I found the place by chance one Thursday afternoon. Ironically, I was returning to my residence in Greenwood, S. C., from an appointment with my diabetes specialist in Greenville, S.C., where I’d learned my cholesterol was high. I’d told myself upon seeing the lab results it was time to “get back on the wagon” as far as my eating habits went.
Two hours later, I was seeing a billboard outside of Laurens boasting a photograph of three wonderful hotdogs – one with ketchup, another with chili and the final (this being the one that sealed the deal) with chili, ketchup and sliced pickles. Two hours and 12 minutes later, I abandoned the wagon again – this time, backflipping off the damn thing.
It was sooo worth it.
The thing about Whiteford’s is it has the coolest sign I’ve ever seen. I defer all description of this 40-foot masterpiece to the photo section of this post. (What is that thing holding a plate? A politically incorrect Native American with a Coke?) The restaurant itself outside makes a compelling case that it’s absolutely filthy inside – also cool, in my (likely unshared) opinion.

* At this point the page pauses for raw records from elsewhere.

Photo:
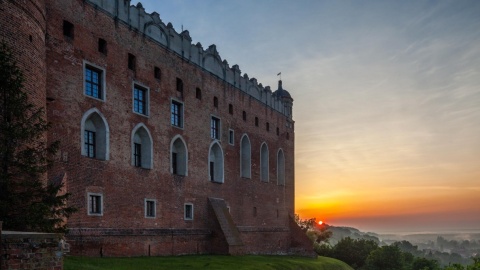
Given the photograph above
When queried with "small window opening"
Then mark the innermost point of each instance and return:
(102, 46)
(157, 73)
(131, 61)
(68, 29)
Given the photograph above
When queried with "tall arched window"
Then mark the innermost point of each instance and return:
(178, 156)
(280, 168)
(95, 135)
(215, 163)
(245, 157)
(264, 162)
(142, 147)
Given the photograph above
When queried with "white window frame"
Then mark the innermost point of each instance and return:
(89, 194)
(185, 211)
(147, 101)
(103, 84)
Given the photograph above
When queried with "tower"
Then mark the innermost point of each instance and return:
(23, 29)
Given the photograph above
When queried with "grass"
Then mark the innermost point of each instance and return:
(205, 262)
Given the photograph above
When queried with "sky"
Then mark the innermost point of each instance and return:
(386, 101)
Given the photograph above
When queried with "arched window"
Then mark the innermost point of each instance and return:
(280, 168)
(142, 147)
(178, 156)
(264, 162)
(245, 157)
(215, 163)
(95, 135)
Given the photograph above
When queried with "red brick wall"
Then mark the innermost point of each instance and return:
(124, 186)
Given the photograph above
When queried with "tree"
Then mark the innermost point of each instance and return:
(26, 201)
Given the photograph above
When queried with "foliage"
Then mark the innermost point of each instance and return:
(353, 251)
(26, 203)
(386, 257)
(211, 262)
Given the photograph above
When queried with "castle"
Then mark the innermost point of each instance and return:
(165, 148)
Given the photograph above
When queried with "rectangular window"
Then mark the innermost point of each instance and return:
(150, 209)
(157, 73)
(231, 137)
(95, 204)
(131, 61)
(137, 154)
(68, 29)
(174, 163)
(212, 171)
(188, 211)
(102, 46)
(176, 114)
(89, 138)
(140, 100)
(93, 82)
(215, 128)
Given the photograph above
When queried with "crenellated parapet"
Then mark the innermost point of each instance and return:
(181, 43)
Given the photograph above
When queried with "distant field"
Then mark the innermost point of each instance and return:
(205, 262)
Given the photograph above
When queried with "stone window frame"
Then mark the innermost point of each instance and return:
(181, 115)
(103, 86)
(89, 203)
(139, 86)
(146, 204)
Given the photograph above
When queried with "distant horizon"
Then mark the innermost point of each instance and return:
(386, 100)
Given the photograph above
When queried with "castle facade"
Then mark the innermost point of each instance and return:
(165, 148)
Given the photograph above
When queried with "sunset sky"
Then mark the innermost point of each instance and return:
(386, 101)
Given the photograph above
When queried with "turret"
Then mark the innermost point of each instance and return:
(286, 98)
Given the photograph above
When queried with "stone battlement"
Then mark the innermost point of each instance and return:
(151, 26)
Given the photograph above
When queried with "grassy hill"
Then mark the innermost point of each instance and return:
(205, 262)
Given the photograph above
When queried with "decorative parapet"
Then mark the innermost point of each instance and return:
(181, 43)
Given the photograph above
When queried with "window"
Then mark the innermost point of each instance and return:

Inside, it has the feel of a down-home place that attempted to go artsy at some point in its 50-year history. While I can see why owners tried to modernized its decor (somewhat recently, by my estimation), I do not agree with their decision. If you’re going to give your customers menu boards with home photo-quality pictures of your food and only offer fried chicken, hotdogs and hamburgers, don’t bother with marble-finish light fixtures suspended from the ceiling, clean tables and fancy wall partitions depicting silhouettes of burger platters.
But here’s a business idea I would support:
Offer free food and salaries to the table of old men I saw near the center of the dining room. They are exactly what I hoped to find upon entering. While I did not sit nearby due to one of them having a machined robot voice likely resulting from years of smoking cigarettes (personal history with these contraptions suggested I’d get caught staring at some point in the meal – yes, I am quite childlike when it comes to these things), I normally do. Old men sitting around a table at a Mom and Pop restaurant down South are a valuable resource to an outsider – they know how schools should be run, churches should be attended and local government should operate. Every restaurant should do whatever it takes to keep an old man or six seated inside, even if that means recruiting them from nearby gas stations.
When it came time to order, the choice was clear: one Giant Burger platter. I didn’t come to Whiteford’s Giant Burger for something wussy.
“Do you want slaw?” the young girl taking my order asked.
Silly question. I was off the wagon the moment I walked inside – might as well poison the horses as well.
“And to drink?”
Hey – I am a diabetic.
My request was granted 90 seconds later. My “for here” platter came in a Styrofoam box on a plastic tray. Inside was a pack of plastic silverware, napkin and one packet each of salt and pepper.
Dining at its finest.
As I filled my bucket-like cup from the Diet Coke fountain, I began to salivate. My tray weighed about 50 pounds. It smelled like charcoaled goodness. They should make that in a cologne. They should make women like charcoal-scented cologne.
I raced for a window seat and opened my Styrofoam. There it was: pure, utter almost-hot lusciousness, unspoiled and unadulterated by cholesterol tests.
Normally, I’d feel bad for making something so beautiful disappear, but it conveys natural order to do so. In fact, eating the Giant Burger felt so wonderful that I ordered a second (this one with a side of collards) … and loved it equally.
I could feel my fingertips tingling as I walked out of the place. My cholesterol was probably higher than my blood sugar, both of which were likely far greater than my body weight.
I can get back on the wagon later, I thought. You can’t come to a place like this and eat like a hippie.